Time contributor and former reporter Nina Burleigh recalling what she told the Washington Post’s Howard Kurtz about her feeling toward Bill Clinton, as recounted by Burleigh in the July 20, 1998 New York Observer.

“The platform is, again, very strongly pro-life and rejects abortion rights, and the platform specifically comes out against gay unions, and against legal protections based on sexual preferences. So is this really an open, compassionate, tolerant party?”
— Charles Gibson to Lynne Cheney, August 2, 2000 Good Morning America.


“Since September 11, the word ‘terrorist' has come to mean someone who is radical, Islamic and foreign.
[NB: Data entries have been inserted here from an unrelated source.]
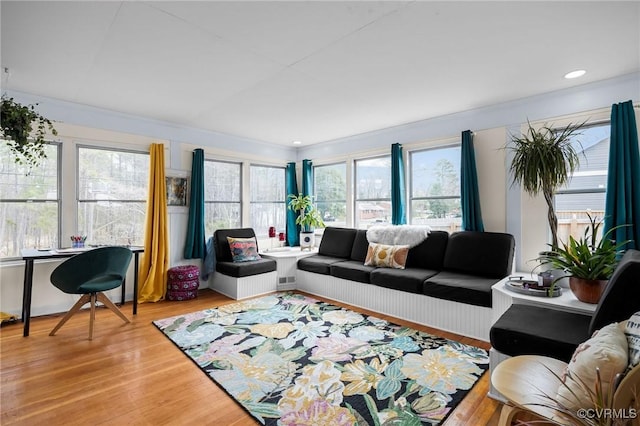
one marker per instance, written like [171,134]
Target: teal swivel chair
[89,274]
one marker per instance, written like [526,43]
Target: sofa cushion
[360,246]
[243,249]
[337,242]
[318,263]
[462,288]
[353,270]
[632,332]
[486,254]
[430,253]
[533,330]
[221,245]
[409,279]
[245,269]
[386,256]
[605,351]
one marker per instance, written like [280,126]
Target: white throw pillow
[606,350]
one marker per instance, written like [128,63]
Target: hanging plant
[25,130]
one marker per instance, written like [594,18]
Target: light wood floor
[130,374]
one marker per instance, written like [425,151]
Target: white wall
[503,208]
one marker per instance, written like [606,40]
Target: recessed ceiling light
[575,74]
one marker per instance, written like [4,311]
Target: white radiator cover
[467,320]
[241,288]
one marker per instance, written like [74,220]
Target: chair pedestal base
[92,298]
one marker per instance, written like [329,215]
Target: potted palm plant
[308,218]
[543,160]
[587,262]
[24,130]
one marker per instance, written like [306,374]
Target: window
[330,189]
[29,203]
[268,199]
[373,191]
[222,187]
[112,195]
[585,192]
[435,188]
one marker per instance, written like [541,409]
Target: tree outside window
[29,203]
[268,199]
[435,188]
[330,190]
[373,191]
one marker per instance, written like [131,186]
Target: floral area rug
[292,360]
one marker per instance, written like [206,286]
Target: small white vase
[307,240]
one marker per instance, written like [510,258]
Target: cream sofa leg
[507,414]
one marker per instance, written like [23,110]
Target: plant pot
[587,291]
[307,240]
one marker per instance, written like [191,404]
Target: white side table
[287,260]
[502,298]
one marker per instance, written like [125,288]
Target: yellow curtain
[154,265]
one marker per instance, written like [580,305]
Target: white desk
[287,260]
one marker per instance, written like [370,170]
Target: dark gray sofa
[460,267]
[536,330]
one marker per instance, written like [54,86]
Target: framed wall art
[176,191]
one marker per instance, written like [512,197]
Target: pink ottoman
[183,282]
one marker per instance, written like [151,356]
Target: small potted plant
[308,218]
[25,130]
[587,262]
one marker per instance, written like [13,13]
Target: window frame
[574,223]
[412,198]
[333,201]
[78,200]
[283,201]
[356,216]
[239,202]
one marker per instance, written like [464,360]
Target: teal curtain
[398,215]
[293,230]
[307,177]
[469,195]
[623,178]
[195,245]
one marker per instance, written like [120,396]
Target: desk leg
[135,283]
[26,295]
[124,291]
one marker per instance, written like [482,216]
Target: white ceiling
[309,71]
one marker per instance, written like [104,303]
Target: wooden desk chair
[525,380]
[90,273]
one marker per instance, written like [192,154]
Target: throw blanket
[408,235]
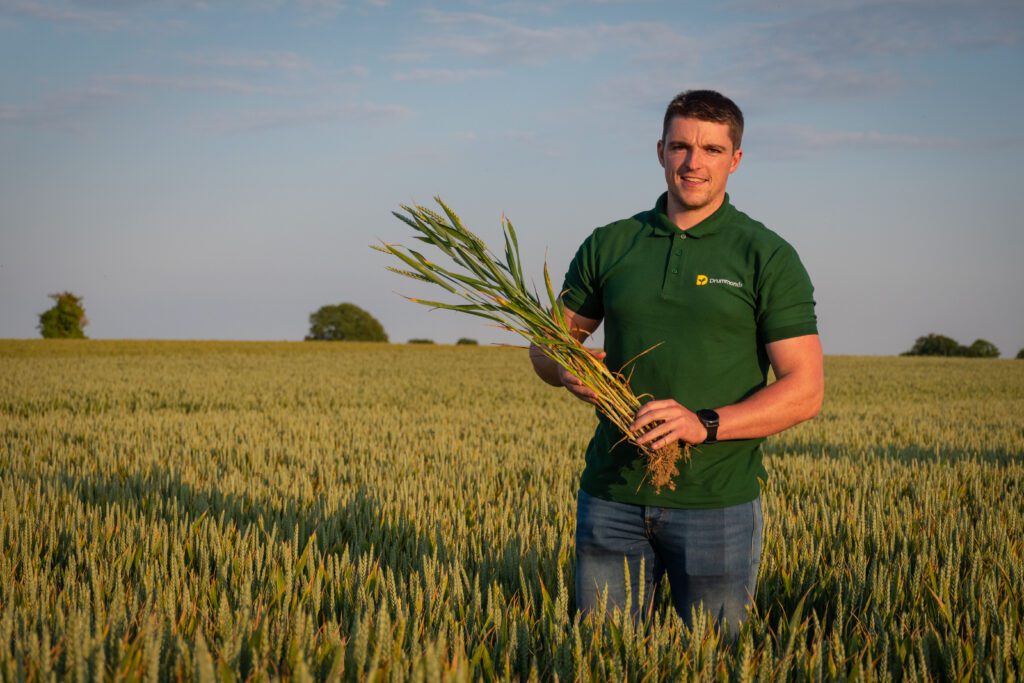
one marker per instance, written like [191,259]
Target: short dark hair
[707,105]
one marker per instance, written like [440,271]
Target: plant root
[663,465]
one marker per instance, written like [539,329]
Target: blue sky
[216,170]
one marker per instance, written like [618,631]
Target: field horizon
[255,510]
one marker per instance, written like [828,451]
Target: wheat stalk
[497,291]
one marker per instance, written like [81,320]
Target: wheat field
[255,511]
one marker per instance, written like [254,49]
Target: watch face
[708,416]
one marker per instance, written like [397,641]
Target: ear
[736,156]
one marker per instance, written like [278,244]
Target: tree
[344,322]
[934,344]
[982,348]
[65,319]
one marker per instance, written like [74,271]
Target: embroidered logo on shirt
[705,280]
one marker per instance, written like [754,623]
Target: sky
[218,170]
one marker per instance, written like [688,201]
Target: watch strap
[709,419]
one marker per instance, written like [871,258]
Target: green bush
[934,344]
[65,319]
[344,322]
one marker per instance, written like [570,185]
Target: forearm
[775,408]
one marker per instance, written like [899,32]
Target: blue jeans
[711,556]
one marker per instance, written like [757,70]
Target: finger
[656,432]
[657,415]
[662,442]
[655,406]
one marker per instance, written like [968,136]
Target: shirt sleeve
[785,298]
[581,289]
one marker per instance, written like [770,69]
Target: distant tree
[65,319]
[344,322]
[982,348]
[934,344]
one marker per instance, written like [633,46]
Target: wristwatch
[709,419]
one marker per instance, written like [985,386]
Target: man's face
[697,158]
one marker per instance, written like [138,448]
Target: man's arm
[796,395]
[555,375]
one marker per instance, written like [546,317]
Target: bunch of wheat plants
[497,291]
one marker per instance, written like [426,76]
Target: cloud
[199,83]
[62,110]
[503,41]
[62,13]
[250,60]
[239,122]
[443,75]
[787,142]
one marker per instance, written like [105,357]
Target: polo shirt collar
[659,223]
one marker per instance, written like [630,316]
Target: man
[722,297]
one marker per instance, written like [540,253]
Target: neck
[684,217]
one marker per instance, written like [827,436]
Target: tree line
[346,322]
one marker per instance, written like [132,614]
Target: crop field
[224,511]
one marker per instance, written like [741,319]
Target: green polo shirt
[710,298]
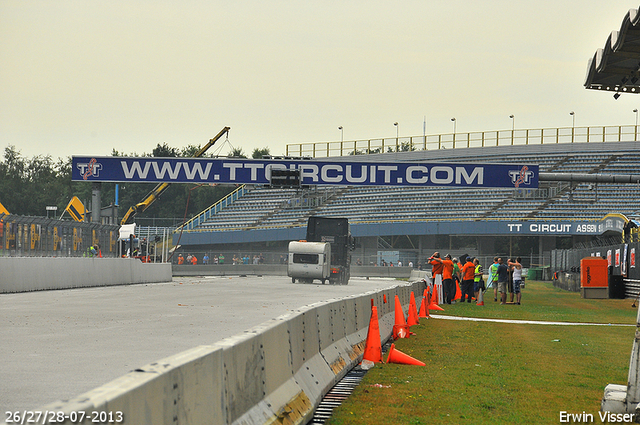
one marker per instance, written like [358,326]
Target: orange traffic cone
[373,347]
[435,306]
[434,296]
[423,308]
[412,317]
[458,292]
[397,356]
[400,329]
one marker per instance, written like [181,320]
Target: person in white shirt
[517,278]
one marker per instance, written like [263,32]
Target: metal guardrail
[213,209]
[29,236]
[542,136]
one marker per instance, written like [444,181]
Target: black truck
[337,232]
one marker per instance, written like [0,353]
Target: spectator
[478,281]
[468,274]
[457,277]
[517,278]
[436,266]
[493,278]
[448,284]
[503,278]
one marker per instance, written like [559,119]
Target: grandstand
[266,219]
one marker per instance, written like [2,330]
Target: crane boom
[161,187]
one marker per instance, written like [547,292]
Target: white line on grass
[525,322]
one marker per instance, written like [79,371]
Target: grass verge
[496,373]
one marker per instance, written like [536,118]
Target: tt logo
[91,169]
[522,176]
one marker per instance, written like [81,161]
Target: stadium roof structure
[617,67]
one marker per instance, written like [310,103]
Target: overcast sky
[85,77]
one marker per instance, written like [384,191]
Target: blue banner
[258,171]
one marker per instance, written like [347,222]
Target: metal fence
[26,236]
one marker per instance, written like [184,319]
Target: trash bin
[594,274]
[617,287]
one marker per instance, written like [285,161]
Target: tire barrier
[273,373]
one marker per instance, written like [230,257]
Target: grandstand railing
[213,209]
[545,136]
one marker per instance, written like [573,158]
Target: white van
[308,261]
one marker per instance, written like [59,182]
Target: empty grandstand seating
[262,207]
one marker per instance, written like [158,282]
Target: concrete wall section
[276,372]
[22,274]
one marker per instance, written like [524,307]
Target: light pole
[397,132]
[573,125]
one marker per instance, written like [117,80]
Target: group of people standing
[469,274]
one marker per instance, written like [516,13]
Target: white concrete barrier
[23,274]
[276,372]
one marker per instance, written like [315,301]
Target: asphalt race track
[59,344]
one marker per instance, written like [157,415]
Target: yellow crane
[161,187]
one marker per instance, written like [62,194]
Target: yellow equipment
[161,187]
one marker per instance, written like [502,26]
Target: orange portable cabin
[594,277]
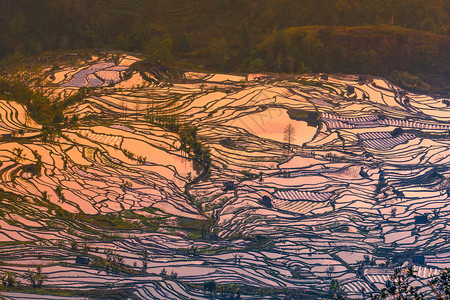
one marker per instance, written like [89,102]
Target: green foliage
[441,285]
[337,291]
[348,36]
[399,286]
[409,81]
[8,279]
[36,279]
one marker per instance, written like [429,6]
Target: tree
[289,135]
[337,290]
[256,65]
[144,256]
[441,285]
[399,286]
[210,285]
[18,154]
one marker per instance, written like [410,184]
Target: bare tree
[289,135]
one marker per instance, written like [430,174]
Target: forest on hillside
[404,38]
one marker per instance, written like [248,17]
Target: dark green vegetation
[376,37]
[41,109]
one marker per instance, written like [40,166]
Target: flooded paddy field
[170,179]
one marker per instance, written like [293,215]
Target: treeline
[40,108]
[370,49]
[239,35]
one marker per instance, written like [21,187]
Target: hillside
[376,37]
[147,182]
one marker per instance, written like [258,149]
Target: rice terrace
[167,184]
[224,149]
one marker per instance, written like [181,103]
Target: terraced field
[363,188]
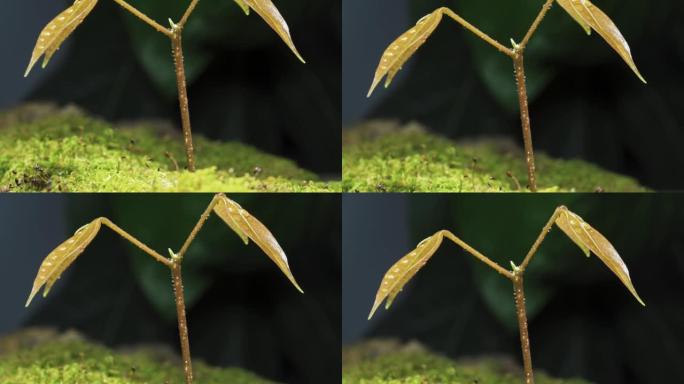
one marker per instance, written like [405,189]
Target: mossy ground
[388,362]
[43,148]
[382,156]
[43,357]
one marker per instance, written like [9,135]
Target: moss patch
[388,362]
[43,148]
[386,157]
[43,357]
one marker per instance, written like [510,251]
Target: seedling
[583,11]
[54,34]
[586,237]
[245,225]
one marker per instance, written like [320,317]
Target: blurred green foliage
[582,320]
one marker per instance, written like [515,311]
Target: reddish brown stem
[519,294]
[519,67]
[182,321]
[177,45]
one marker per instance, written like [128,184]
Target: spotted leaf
[589,239]
[54,34]
[591,17]
[248,227]
[404,47]
[404,269]
[273,18]
[62,257]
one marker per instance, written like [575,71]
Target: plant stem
[143,17]
[477,254]
[519,67]
[105,221]
[198,226]
[177,45]
[519,294]
[182,321]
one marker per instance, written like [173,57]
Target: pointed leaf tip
[62,257]
[268,11]
[401,49]
[403,270]
[591,17]
[248,227]
[589,239]
[58,30]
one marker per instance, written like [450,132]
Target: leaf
[62,257]
[591,17]
[248,227]
[273,18]
[57,30]
[590,239]
[404,269]
[404,47]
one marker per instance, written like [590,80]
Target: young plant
[583,11]
[54,34]
[245,226]
[587,238]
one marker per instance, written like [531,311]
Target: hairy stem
[533,28]
[477,254]
[136,242]
[519,294]
[182,321]
[519,67]
[177,45]
[500,47]
[540,238]
[143,17]
[198,226]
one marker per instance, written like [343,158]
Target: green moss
[70,359]
[384,157]
[414,365]
[43,148]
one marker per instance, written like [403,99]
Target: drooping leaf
[404,269]
[273,18]
[591,17]
[589,239]
[62,257]
[248,227]
[404,47]
[54,34]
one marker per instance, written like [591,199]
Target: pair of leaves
[586,237]
[61,27]
[239,220]
[583,11]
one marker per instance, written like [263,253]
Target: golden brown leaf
[591,17]
[404,269]
[62,257]
[248,227]
[404,47]
[589,239]
[54,34]
[273,18]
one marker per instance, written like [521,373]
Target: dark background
[582,320]
[584,100]
[242,311]
[244,83]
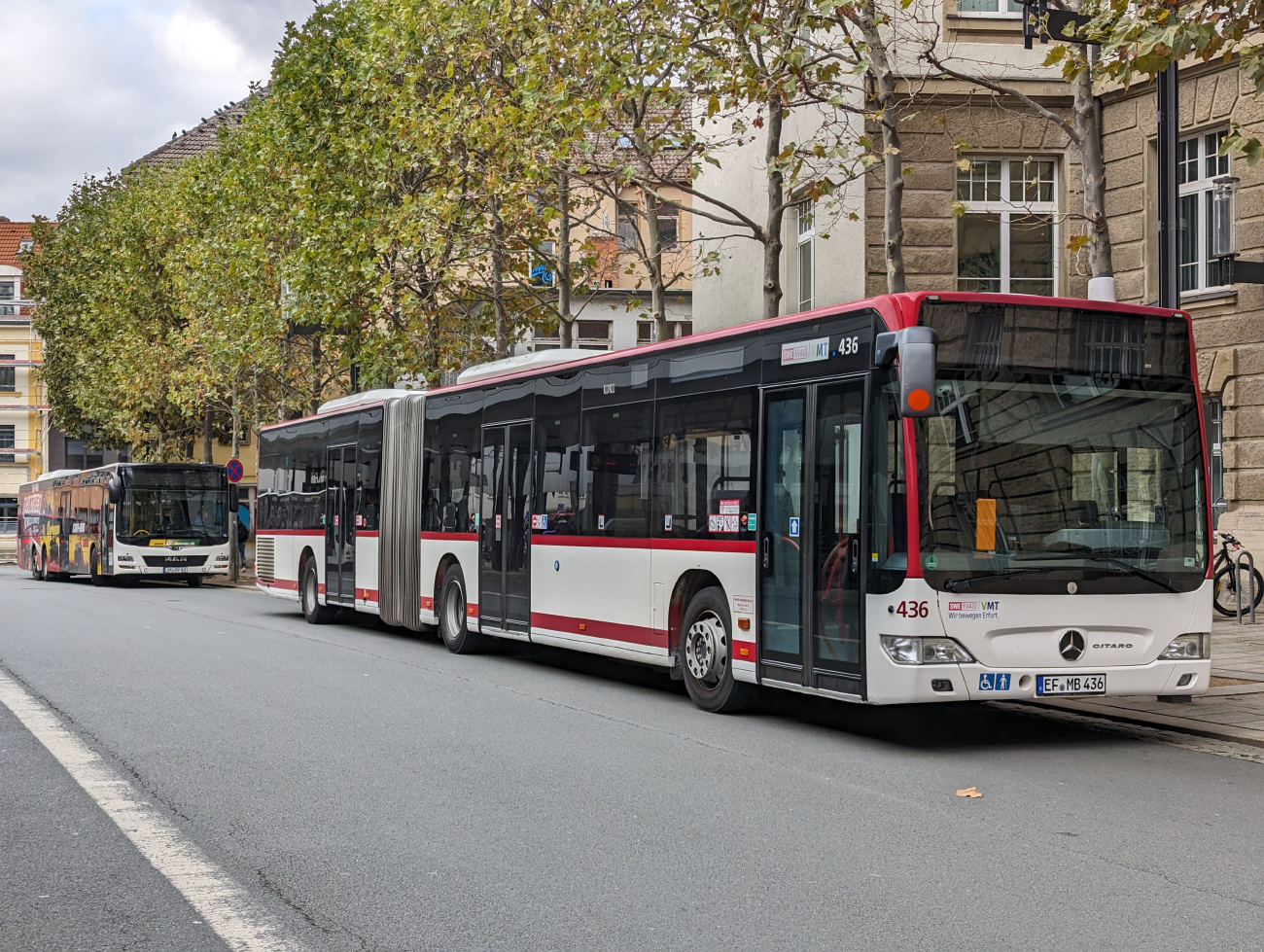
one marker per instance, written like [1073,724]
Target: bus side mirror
[914,348]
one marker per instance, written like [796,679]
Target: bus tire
[308,596]
[93,569]
[707,655]
[453,627]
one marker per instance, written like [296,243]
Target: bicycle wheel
[1226,592]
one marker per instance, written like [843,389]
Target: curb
[1200,728]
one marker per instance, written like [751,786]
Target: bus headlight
[1188,647]
[905,650]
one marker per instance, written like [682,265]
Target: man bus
[126,520]
[918,497]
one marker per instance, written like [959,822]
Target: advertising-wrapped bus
[126,520]
[911,498]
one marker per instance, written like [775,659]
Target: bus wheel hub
[703,648]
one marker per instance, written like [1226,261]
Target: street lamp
[1224,235]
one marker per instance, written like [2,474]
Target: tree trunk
[1088,127]
[565,324]
[502,321]
[893,157]
[234,560]
[772,243]
[207,435]
[653,265]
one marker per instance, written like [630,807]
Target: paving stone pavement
[1233,707]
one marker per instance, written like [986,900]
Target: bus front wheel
[453,626]
[308,594]
[707,655]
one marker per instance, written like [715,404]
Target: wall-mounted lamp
[1224,234]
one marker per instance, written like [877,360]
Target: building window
[1005,238]
[989,8]
[669,228]
[624,227]
[80,455]
[805,218]
[1197,165]
[675,329]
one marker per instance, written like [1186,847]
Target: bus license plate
[1070,685]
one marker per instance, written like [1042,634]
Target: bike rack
[1250,583]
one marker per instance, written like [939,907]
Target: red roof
[11,234]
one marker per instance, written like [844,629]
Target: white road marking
[222,902]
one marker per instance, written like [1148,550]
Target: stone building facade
[1227,319]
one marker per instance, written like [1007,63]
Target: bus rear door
[810,606]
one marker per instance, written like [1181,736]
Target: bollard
[1250,583]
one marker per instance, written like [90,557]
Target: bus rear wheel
[93,569]
[308,596]
[707,655]
[453,626]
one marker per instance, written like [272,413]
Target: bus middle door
[810,565]
[340,525]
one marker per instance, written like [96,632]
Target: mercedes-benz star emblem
[1072,645]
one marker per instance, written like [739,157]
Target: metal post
[1170,125]
[1250,583]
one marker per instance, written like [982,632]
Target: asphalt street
[373,792]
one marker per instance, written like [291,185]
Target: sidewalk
[1233,710]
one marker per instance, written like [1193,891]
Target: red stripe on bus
[611,631]
[689,546]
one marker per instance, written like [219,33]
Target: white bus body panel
[1124,635]
[367,573]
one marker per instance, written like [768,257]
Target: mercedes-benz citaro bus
[911,498]
[126,520]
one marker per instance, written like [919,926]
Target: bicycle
[1227,576]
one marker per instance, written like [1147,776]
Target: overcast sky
[92,85]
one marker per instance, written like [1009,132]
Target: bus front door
[340,525]
[505,530]
[810,561]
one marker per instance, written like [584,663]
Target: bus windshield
[1079,476]
[171,505]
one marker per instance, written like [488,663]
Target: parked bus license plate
[1071,685]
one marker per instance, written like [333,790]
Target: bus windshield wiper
[962,584]
[1111,559]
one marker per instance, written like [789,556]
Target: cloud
[92,85]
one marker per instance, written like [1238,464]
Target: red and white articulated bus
[911,498]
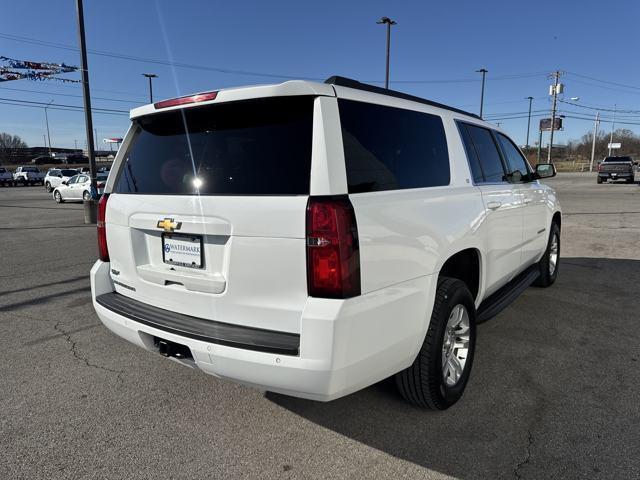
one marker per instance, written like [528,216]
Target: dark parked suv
[617,168]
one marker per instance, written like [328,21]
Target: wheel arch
[466,266]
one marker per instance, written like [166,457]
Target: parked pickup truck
[617,168]
[6,177]
[28,175]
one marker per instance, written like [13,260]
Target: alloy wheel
[455,345]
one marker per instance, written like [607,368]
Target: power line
[58,106]
[595,107]
[605,87]
[604,81]
[19,38]
[68,95]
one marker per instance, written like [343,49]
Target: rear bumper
[344,345]
[615,175]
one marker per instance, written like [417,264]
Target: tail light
[103,251]
[333,252]
[200,97]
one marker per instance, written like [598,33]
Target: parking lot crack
[80,358]
[527,458]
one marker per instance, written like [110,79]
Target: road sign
[545,124]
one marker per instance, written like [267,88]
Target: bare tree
[9,146]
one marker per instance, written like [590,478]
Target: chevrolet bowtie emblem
[169,225]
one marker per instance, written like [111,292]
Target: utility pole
[150,76]
[613,126]
[483,71]
[593,144]
[388,22]
[539,145]
[92,207]
[46,119]
[529,121]
[556,77]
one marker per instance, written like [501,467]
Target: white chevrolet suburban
[312,239]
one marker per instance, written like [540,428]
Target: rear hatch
[206,215]
[615,167]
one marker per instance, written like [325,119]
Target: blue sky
[436,48]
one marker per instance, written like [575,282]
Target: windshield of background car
[618,159]
[252,147]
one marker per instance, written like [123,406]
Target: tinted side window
[515,160]
[474,163]
[389,148]
[487,152]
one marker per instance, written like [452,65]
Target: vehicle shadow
[550,382]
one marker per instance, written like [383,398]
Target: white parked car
[313,239]
[78,188]
[55,177]
[28,175]
[6,177]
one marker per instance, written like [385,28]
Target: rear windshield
[253,147]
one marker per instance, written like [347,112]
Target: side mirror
[545,170]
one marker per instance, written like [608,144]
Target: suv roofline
[296,87]
[288,88]
[350,83]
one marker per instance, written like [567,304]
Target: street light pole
[529,121]
[388,22]
[593,144]
[46,119]
[613,126]
[150,76]
[556,76]
[483,71]
[84,71]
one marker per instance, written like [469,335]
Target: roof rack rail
[348,82]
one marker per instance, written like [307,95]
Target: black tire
[548,277]
[423,383]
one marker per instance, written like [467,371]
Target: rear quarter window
[252,147]
[388,148]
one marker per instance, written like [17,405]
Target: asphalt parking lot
[554,391]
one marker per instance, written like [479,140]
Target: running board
[501,299]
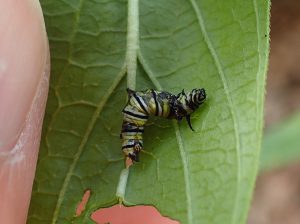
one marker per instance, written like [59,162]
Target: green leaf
[281,144]
[205,176]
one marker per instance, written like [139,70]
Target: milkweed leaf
[206,176]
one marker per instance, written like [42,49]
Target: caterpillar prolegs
[142,104]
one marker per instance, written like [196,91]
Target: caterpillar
[142,104]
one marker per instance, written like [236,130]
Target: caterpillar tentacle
[142,104]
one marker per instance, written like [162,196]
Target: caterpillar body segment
[142,104]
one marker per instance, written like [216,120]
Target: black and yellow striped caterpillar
[157,103]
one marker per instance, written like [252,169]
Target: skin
[24,70]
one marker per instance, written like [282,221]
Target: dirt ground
[277,194]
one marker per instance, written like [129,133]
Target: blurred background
[277,194]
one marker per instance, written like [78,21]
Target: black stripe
[127,146]
[135,115]
[142,106]
[156,103]
[133,130]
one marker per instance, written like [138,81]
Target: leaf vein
[90,127]
[226,90]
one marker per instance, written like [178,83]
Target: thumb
[24,69]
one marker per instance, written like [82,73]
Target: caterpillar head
[188,103]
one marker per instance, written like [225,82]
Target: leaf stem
[132,42]
[131,64]
[122,185]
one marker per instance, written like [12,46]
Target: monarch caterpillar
[141,104]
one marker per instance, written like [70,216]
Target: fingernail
[20,45]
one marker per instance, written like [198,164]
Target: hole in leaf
[84,201]
[119,214]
But many believe we have as much to fear from a home-grown group of anti-abortion crusaders.”
— ABC’s Jami Floyd on 20/20, November 28, 2001.

“The abortion platform here is pretty hard right when it comes to the abortion question — with which you have some disagreement, I think, with the party still.”
— NBC’s David Gregory to ex-New Jersey Governor Christie Todd Whitman, MSNBC convention coverage, September 2, 2008.

“Who woke up in the Republican Party one day recently and said, ‘I know what, let’s go after reproductive rights in the United States’? What was that about?”
— NBC anchor Brian Williams during live Super Tuesday coverage, March 6, 2012.

“Are you prepared to leave this gathering and own the fact that the platform of this party allows a woman, who has been raped, no exception but to carry that child to term?...In a business where you and your opponent are trying to attract, especially, suburban women, does it send the right message?”
— NBC Nightly News anchor Brian Williams to vice presidential nominee Paul Ryan, August 30, 2012.
 


“A lot of women look at the Republican platform on abortion, contraception, a number of issues, and ask the question whether Republicans have women’s best interests at heart?”
— CBS anchor Scott Pelley in an interview with Ann Romney shown on the August 28, 2012 Evening News.
 

 

“There’s a Grand Canyon of difference between Obama, who’s very pro-choice, and, for example, the Republican ticket this year, which would give 14th Amendment rights, whatever that means, life, liberty, and property rights, to a fetus that had just been — or rather, an egg that has just been fertilized, right after sex, if you will....It’s almost like Sharia. You’re saying to the country, we’re going to operate under a religious theory....”
— Chris Matthews during MSNBC’s pre-debate coverage, October 16, 2012.

“Kate, what do you think it’s going to take to get abortion rights back on track and not deny it from those who need it?”
— MSNBC fill-in anchor Alex Witt to Time staff writer Kate Pickert on NewsNation, January 3, 2013.